Challenges Remain for Using Common Formats to Understand Adverse Events

Though patient safety organizations can use the Agency for Healthcare Research and Quality’s Common Formats in working with the provider community to understand, monitor and reduce safety events, there are particular challenges in implementing them with regard to health IT-related adverse events.


Though patient safety organizations can use the Agency for Healthcare Research and Quality’s Common Formats in working with the provider community to understand, monitor and reduce safety events, there are particular challenges in implementing them with regard to health IT-related adverse events.

That is the finding of ONC-funded analyses of adverse events reported to two PSOs—UHC and the ECRI Institute—which analyzed the structured data from the AHRQ Common Formats, including standard questions and narrative text fields about all types of adverse events (not just questions on health IT) in their reporting systems.

In the ECRI reporting system, only 4 percent of reported events had a response to the questions regarding health IT involvement, which limited analyses of HIT-related adverse events. However, in the UHC reporting system, the Common Formats Yes/No question on health IT involvement was answered approximately half the time, providing a large enough database for further analysis.

Overall, the study concludes that incidents involving health IT were less likely to result in harm when compared to those events that were not HIT-related. Yet, more than half of the health IT-related events were categorized in the Common Formats “other” report category making it difficult to determine the clinical problem involved in these events from these data.

In addition, when comparing answers to the Common Formats question on whether an event was health IT-related to a more in-depth review of the event, UHC revealed that an estimated 31 percent of the events coded as health IT-related were not actually health IT-related, and over 25 percent of the events that actually were health IT-related were not coded as such.

Among the other findings:

*The most common contributing factors to health IT-related events were communication among staff and team members (40-42 percent), staff inattention (33-34 percent), accuracy of the data (21-23 percent), and availability of data (10-12 percent). These factors were more frequently identified in health IT-related events than in events that were not health IT-related.

*Medication-related events were the most common health IT-related event type, accounting for about one-third of these events.

*About 60 percent of the events involving health IT were categorized as an incident (i.e., they reached a patient although they may not have resulted in harm to the patient), 14 percent as near miss event, and 26 percent as an unsafe condition.

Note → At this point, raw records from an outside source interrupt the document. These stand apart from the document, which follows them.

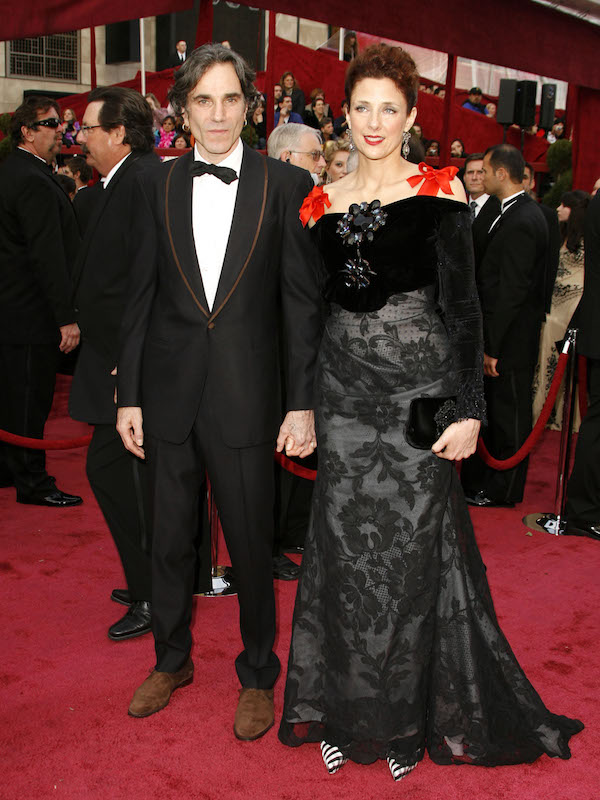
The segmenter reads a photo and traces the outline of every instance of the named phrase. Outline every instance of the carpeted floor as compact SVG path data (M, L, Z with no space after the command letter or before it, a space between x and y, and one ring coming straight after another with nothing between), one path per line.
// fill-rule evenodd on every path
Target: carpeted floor
M86 432L64 416L59 394L47 436ZM123 586L112 540L91 496L84 451L51 453L60 488L83 506L17 505L0 490L0 798L2 800L598 800L600 798L600 544L530 535L526 513L551 510L558 434L532 457L525 502L473 513L504 630L555 713L586 729L570 761L530 766L438 767L427 758L395 785L387 766L348 764L328 776L318 747L257 742L232 732L240 649L235 598L195 601L194 683L148 719L127 716L153 664L149 636L116 644L108 626L124 611L109 599ZM277 582L283 663L295 583ZM276 686L281 710L283 680Z

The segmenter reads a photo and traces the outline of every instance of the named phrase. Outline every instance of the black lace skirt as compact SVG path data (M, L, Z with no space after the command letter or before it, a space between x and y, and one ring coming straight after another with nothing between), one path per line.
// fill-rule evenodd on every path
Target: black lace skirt
M319 471L279 738L360 763L570 755L490 597L454 466L405 440L410 401L447 394L429 290L369 314L334 306L320 356Z

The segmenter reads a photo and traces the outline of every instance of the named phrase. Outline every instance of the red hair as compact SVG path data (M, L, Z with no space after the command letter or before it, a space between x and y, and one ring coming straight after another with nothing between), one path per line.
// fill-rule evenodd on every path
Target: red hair
M346 72L346 97L351 100L354 87L364 78L389 78L404 95L407 110L417 104L419 73L413 57L401 47L373 44L350 62Z

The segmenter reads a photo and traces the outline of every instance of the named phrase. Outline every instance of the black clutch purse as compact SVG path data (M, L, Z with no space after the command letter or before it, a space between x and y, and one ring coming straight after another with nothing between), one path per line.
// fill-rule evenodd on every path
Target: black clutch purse
M411 401L406 423L406 441L417 450L431 450L445 428L453 422L455 397L417 397Z

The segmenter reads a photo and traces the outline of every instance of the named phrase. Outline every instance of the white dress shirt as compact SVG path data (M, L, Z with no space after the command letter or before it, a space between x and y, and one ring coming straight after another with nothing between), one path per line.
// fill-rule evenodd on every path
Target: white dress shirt
M486 194L485 192L483 194L480 194L479 197L471 197L471 195L469 195L469 208L473 209L473 216L475 219L477 219L479 212L487 203L488 198L489 194ZM476 203L477 205L472 206L471 203Z
M240 139L233 153L220 161L218 166L234 169L239 177L243 154L244 146ZM194 147L194 160L206 163L197 146ZM210 310L215 302L223 269L239 183L237 180L227 184L215 175L198 175L193 179L192 231Z
M515 192L514 194L511 194L509 197L505 197L504 198L504 200L500 204L500 213L498 214L496 219L490 225L490 229L489 229L488 233L492 232L492 229L498 224L498 221L499 221L500 217L502 216L502 214L504 214L504 212L507 209L509 209L512 206L513 203L517 202L517 198L521 194L525 194L523 189L521 189L521 191L519 191L519 192Z
M118 170L119 170L119 167L121 166L121 164L123 164L123 162L125 161L125 159L129 158L129 156L130 156L130 155L131 155L131 153L127 153L127 155L126 155L126 156L124 156L124 157L123 157L123 158L122 158L122 159L119 161L119 163L118 163L118 164L115 164L115 165L114 165L114 167L113 167L113 168L110 170L110 172L108 173L108 175L106 175L104 178L102 178L102 185L104 186L104 188L105 188L105 189L106 189L106 187L108 186L108 184L111 182L111 180L114 178L114 176L117 174L117 172L118 172Z

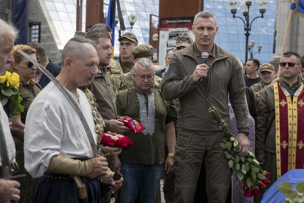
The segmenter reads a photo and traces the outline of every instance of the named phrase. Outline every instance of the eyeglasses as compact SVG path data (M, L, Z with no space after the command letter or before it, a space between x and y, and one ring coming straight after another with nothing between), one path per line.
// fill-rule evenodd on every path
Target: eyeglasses
M299 64L295 63L292 63L292 62L288 62L288 63L287 62L280 62L279 63L280 64L280 66L281 67L285 67L286 66L286 64L288 64L288 66L289 67L294 67L295 65L296 64L300 65Z
M147 76L136 76L138 78L138 79L140 80L144 80L146 78L147 78L149 80L152 80L154 78L154 75L148 75Z

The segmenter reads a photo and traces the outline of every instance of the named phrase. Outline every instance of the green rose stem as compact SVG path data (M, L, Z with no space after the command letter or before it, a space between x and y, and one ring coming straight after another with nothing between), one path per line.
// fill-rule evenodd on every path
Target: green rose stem
M237 177L244 183L244 196L250 197L254 194L260 195L260 190L270 182L268 180L270 173L261 168L260 163L252 152L247 151L244 156L237 154L236 151L240 149L240 145L235 136L231 133L214 106L209 108L209 112L219 125L226 136L223 138L223 142L219 144L222 148L226 149L224 153L229 160L229 167L235 171Z

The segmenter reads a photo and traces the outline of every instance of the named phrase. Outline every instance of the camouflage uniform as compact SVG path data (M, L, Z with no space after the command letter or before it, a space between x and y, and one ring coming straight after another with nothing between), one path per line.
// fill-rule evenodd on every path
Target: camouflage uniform
M97 135L97 142L98 143L100 143L102 133L104 130L105 125L102 117L97 110L97 107L99 105L96 103L96 99L92 92L86 88L82 90L85 93L88 101L90 103L92 115L93 116L93 120L94 120L94 123L95 124L95 131ZM103 153L103 150L102 152Z
M253 94L254 95L254 100L255 101L255 106L257 108L260 102L260 100L262 97L263 93L268 86L268 85L266 85L261 81L253 85L250 87L252 90Z
M183 46L187 47L193 42L193 40L191 37L186 36L180 36L176 37L176 47Z
M120 66L118 62L111 58L110 60L110 65L102 67L102 68L104 71L106 70L106 74L110 78L113 91L116 95L118 93L121 79L123 74Z
M134 42L136 46L138 44L138 41L137 40L136 36L132 33L126 32L124 33L121 37L118 39L118 41L120 41L120 40L123 38L126 38ZM131 71L134 65L133 62L131 61L119 61L119 63L124 73L126 73Z
M123 81L125 84L125 86L124 86L123 85L121 84L119 90L123 90L125 89L126 88L132 88L134 86L135 84L135 81L134 79L132 76L132 74L134 72L133 68L131 70L131 71L127 73L125 73L123 74ZM158 76L155 76L154 78L154 88L157 89L161 89L161 82L163 81L161 78L160 78Z

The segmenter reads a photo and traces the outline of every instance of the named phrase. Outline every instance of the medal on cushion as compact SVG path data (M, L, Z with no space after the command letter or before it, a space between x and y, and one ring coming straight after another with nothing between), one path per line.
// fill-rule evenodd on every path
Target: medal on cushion
M137 127L137 129L139 130L140 129L141 129L141 128L140 127L140 125L138 123L138 122L136 121L136 120L133 120L134 121L134 122L137 125L136 127Z

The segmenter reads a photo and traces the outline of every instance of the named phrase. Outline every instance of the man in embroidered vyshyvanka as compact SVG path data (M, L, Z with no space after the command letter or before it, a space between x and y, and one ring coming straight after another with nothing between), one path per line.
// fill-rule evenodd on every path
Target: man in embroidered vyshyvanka
M304 85L298 75L300 61L296 53L284 53L280 63L282 78L266 88L259 104L255 153L264 163L263 169L272 173L266 189L288 171L302 169L304 164Z
M155 74L150 60L139 60L133 70L135 86L119 91L116 96L117 111L119 115L136 120L146 128L138 134L124 134L134 144L123 149L119 155L124 176L119 202L134 202L139 191L141 202L152 203L156 200L164 162L168 173L173 170L173 121L177 112L174 103L165 101L160 90L154 88ZM165 143L169 152L165 162Z
M70 40L62 51L62 68L56 78L78 104L96 140L90 104L77 89L89 84L97 74L98 56L92 43L80 37ZM26 120L24 149L25 167L37 178L33 202L78 202L71 175L80 176L89 202L100 202L98 177L107 174L108 163L103 157L91 158L94 156L88 139L72 105L51 82L32 104ZM115 184L113 180L112 184Z

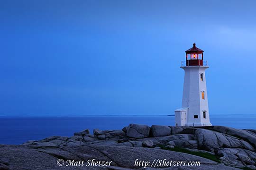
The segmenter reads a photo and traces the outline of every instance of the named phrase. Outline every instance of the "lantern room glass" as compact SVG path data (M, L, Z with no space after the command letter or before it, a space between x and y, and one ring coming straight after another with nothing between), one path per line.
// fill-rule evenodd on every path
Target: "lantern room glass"
M198 53L187 53L187 60L202 60L202 54Z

*The UHC data showed that clinical documentation systems, computerized provider order entry (CPOE), and laboratory information systems are among the types of IT most commonly involved in adverse events. Health IT-related issues were common in the interfaces between different software components that make up health IT systems.

“While the analyses of the UHC and ECRI data suggest that work must be done to make the Common Formats a more useful tool for aggregating and understanding adverse events in healthcare, they are necessary for learning across healthcare organizations about the complex factors, including the role of health IT, that contribute to patient safety,” concludes the report.